A story in the Wall Street Journal caught my eye this morning about a Southern California city, and the realization by its mayor that they could be sitting on a gold mine. Black gold, that is. In tough economic times, and with fuel costs as volatile as they have been, the story says the City of Whittier is looking toward its abandoned oil fields:
A Texas A&M University-trained geologist has come here to dig test oil wells, an environmental review has been launched and city officials are tallying up how much money could be in it for Whittier.
"The numbers I've been shown, wow, they're unbelievable," says Greg Nordbak, Whittier's mayor pro tem. "If this could come in, this could certainly endow Whittier's future for the next 100 years," he says.
The story, called The Derrick Next Door, shows us this Whittier Museum photo of the city's landscape back around 1890, and quotes an expert in tapping oil reserves from teeny tiny spaces :
Mike McCaskey is a geologist with closely held Matrix Oil Corp., up the California coast, in Santa Barbara. His company, now working with Whittier, specializes in setting up "town lots" -- the art of pulling petroleum straight out of the nooks wedged between people's houses.
A thousand feet below Whittier, against a fault and under many sandstone layers, Mr. McCaskey believes, there could be "10 million to 20 million barrels of recoverable oil."
Since the California oil booms of the 19th century, the Los Angeles basin has pumped out the better part of a trillion barrels of oil, he says.
One person who commented on the Wall Street Journal story said, "According to the geologist from Matrix there is a potential for 10 to 20 millions barrels --The US consumes 25 million barrels per day --There is enough oil for one day in Whittier..................bravo"
Los Angeles during the 1920s was a laboratory of the future. It was the first city created to serve the needs of the automobile — it's where the car culture was born. And for a brief period, it was the center of world oil production. A handful of major discoveries — at Huntington Beach, at Signal Hill near Long Beach, at Telegraph Hill and Santa Fe Springs in Orange County— made Southern California the world's biggest oil producer. The oil industry became the leading sector of the California economy, and the state was soon responsible for about a quarter of the world's supply.
I found this story from March of 1900 in the New York Times archives, that reported on this quiet new industry in the "Golden" state, when unsuccessful gold prospectors started striking oil instead. Here's the headline:
Back in March of 1900, the story says, oil was selling for $1a barrel, and that in 1899,"...Southern California realized nearly $4,000,000 from her oil industries, but probably no person out of a thousand in the East knows that California is an oil-producing State. Oranges, lemons, sugar beets, and gold have been the commodities up to this time, by which investors have been attracted, but for many years oil has been quietly developed."

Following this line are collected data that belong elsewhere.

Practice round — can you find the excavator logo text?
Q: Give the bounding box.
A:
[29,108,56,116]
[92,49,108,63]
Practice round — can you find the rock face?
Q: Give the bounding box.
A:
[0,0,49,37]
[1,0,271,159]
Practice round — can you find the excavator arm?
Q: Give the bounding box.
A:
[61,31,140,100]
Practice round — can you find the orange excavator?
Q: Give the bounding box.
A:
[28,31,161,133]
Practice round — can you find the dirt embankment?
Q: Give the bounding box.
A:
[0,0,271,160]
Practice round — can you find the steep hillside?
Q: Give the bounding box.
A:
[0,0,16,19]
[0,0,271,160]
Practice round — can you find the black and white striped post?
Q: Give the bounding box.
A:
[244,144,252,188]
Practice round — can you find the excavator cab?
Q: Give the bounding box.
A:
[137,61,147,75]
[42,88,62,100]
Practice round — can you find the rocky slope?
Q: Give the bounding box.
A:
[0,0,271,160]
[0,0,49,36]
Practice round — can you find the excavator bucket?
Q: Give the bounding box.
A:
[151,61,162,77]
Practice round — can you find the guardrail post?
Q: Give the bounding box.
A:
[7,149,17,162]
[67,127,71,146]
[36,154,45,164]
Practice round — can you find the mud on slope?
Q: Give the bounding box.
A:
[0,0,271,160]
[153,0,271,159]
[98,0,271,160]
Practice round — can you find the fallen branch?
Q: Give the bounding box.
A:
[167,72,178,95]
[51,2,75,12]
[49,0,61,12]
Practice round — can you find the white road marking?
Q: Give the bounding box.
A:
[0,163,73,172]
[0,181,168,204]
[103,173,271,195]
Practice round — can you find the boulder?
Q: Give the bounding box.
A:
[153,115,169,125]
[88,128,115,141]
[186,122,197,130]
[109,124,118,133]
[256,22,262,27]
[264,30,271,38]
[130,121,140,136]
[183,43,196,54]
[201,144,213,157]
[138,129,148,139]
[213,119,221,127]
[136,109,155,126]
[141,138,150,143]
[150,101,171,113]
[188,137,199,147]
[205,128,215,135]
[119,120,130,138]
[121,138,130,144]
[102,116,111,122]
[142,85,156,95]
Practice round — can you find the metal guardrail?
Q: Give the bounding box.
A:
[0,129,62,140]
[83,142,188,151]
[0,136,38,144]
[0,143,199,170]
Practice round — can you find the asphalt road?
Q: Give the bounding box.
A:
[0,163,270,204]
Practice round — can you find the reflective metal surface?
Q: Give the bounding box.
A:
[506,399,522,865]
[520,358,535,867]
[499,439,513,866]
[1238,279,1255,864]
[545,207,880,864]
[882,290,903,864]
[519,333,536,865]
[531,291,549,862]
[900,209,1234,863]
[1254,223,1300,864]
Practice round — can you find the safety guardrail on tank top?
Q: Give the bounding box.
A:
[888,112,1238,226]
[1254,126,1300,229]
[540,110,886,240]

You saw it if you were here, though. Check out the 1930's era picture here of Signal Hill.
It's odd to imagine the Greater Los Angeles area as a self-sustaining car culture, with the automotive industry in its infancy here, while the oil biz was booming.
The New York Times story "Oil! And the History of Southern California" says:
Real estate ads in Southern California began to promote the notion that if you bought some land, you could not only build a house on it, but also drill for oil there as well. Much of the oil was discovered right in the middle of suburban subdivisions, like in Long Beach and Huntington Beach. The photographs are incredible. You have these new suburban tract homes, with hundreds of oil derricks rising from their midst.
So it was like a gold rush, and people thought they could make money off the land and make money off the derrick in their back yard.
But while Southern California was the birthplace of the American oil drilling experience, it was also the birthplace of the modern American environmental movement, which also has its roots in oil. Check out this YouTube video from "Cage Free Productions" called "Birth of a Movement."
It's a nearly 9 minute piece on the disastrous Santa Barbara oil spill of 1969, when 3 million gallons of crude spewed out of cracks under an oil platform on the floor of the channel and started washing up on shore.
Over the next eleven days, crews struggled to plug the holes. Thirty miles of shoreline were soiled with black sludge, and the waves were so heavy with oil, they broke without making a sound.
It was the worst oil spill in US history until the Exxon Valdez tanker disaster 30 years later.
One story I saw today says Los Angeles County oil wells produce about 27-million barrels of oil a year... much of it right under our noses. I've been sent out to cover stories on oil bubbling up from sidewalks in Century City, when a pipeline you'd never know was there had sprung a leak, or the mural project to disguise an oil well that's still plugging away in the middle of a busy metropolis, like this one in the shadow of Century City's towers.
I think a lot of attention came back to Southern California's oil history when crude was going for $150 a barrel. But even at a third of that, cities like Whittier think it may be worth while to tap into. And for all those 27million gallons being pumped here, one oil analyst says that's 27 million fewer gallons coming in on a ship or pipeline off our coast from somewhere else.
Editor's Note: I'm going to allow the crude language in this piece because it's so slick.